Jika adik saya diatur untuk senantiasa belajar dan tidak menggambar atau aktivitas seni lainnya. Maka saya diatur untuk membatasi kebiasaan membaca saya. Ya, kala itu orang tua saya melarang saya untuk membaca buku-buku sastra. Menurut mereka, buku-buku itu tidak berguna, dan lebih baik saya membaca buku-buku pelajaran atau buku-buku agama yang banyak tersedia di rumah. Jadi, jika adik saya harus sembunyi-sembunyi ketika menggambar, saya pun hanya bisa memuaskan hasrat membaca karya sastra ketika saya berkunjung ke rumah kakek di akhir pekan. Di sanalah saya bebas membaca koleksi buku cerita dan sastra koleksi kakek saya yang notabenenya adalah mantan kepala sekolah dan pegiat literasi.
Adik saya bisa bebas melangkah di jalannya sejak dia memutuskan untuk tidak lagi berada satu sekolah dengan saya. Dia memilih menamatkan SMA-nya di pondok pesantren terbaik di Madura. Dan dari sanalah dia bisa berkembang hingga saat ini bisa menjadi calon hafidz dan sarjana Alquran.
Sementara saya, baru bisa menjadi diri saya sendiri setelah memasuki dunia kuliah. Saat di mana Allah memilihkan tempat terbaik, meski sangat jauh melenceng dari dunia saya sebelumnya. Meski banyak cemooh dan nyinyiran yang saya dapatkan kala itu --krn memilih jurusan tersebut-- nyatanya saya bisa bertahan dan berkembang di dalamnya. Toh mereka hanya bisa berkomentar, yang menjalani dan bertanggung jawab kan tetap saya.
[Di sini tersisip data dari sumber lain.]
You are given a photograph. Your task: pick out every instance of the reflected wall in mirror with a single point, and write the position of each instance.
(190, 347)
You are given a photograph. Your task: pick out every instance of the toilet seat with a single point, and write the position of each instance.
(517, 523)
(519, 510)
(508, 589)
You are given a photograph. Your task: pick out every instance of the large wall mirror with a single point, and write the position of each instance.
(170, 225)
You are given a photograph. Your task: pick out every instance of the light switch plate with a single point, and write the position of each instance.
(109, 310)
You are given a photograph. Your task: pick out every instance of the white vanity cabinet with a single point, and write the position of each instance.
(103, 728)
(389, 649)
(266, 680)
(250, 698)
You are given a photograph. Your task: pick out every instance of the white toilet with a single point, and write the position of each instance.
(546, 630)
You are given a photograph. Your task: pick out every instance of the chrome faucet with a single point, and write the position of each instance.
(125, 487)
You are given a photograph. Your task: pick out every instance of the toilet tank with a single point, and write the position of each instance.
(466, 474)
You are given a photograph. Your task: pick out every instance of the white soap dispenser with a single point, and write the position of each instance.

Sejak saat itu, sejak saya mulai bisa melejit dengan dunia kepenulisan saya di kampus, dan sejak adik saya juga betah dan berkembang di jalannya sendiri, orang tua saya mulai berbenah untuk mengubah mindset. Bahwa apa-apa yang diyakini masyarakat umum sebagai sesuatu yang terbaik, belum tentu terbaik untuk semua orang. Semua orang, semua anak berhak untuk mengukir kisah perjalanannya sendiri. Orang tua hanya bertugas untuk mengarahkan, membimbing dan memfasilitasi.
Kini, Aang bebas untuk memilih tempat untuk mengembangkan dirinya. Bebas untuk membaca buku apa yang disukainya, dan bebas untuk memilih minat dan jurusan yang diinginkannya. Tentunya, tanpa mengabaikan rambu-rambu dan pengawasan orang tua, serta rasa tanggung jawab yang harus tertanam dalam dirinya.
Dan Alfan, menjelang usia 10 tahun --kelas 4-- ini, bakat-bakat dan minatnya mulai terlihat. Tinggal bagaimana nantinya dipilihkan tempat dan sarana terbaik untuk mengembangkannya.
Ya, dengan mengenali bakat, minat, dan potensi anak sejak dini, kewajiban orang tua untuk mengawal dan mendidik anak bisa dijalankan dengan baik. Anak bisa menemukan jati dirinya sedini dan sebaik mungkin.
Tak perlu risau dengan cemooh atau ejekan orang karena anak kita memilih jalur yang berbeda dengan orang kebanyakan. Yang terpenting bagaimana kita mendidik dan mengembangkannya. Hingga kelak potensi tersebut bisa bermanfaat bagi anak dan juga bagi kemaslahatan umat.
Ya, di atas segalanya, ada Allah pengatur segala kehidupan. Asal anak telah berbekal keimanan, ketakwaan, dan kedekatan dengan Sang Pencipta, bukankah tidak ada yang perlu dirisaukan lagi?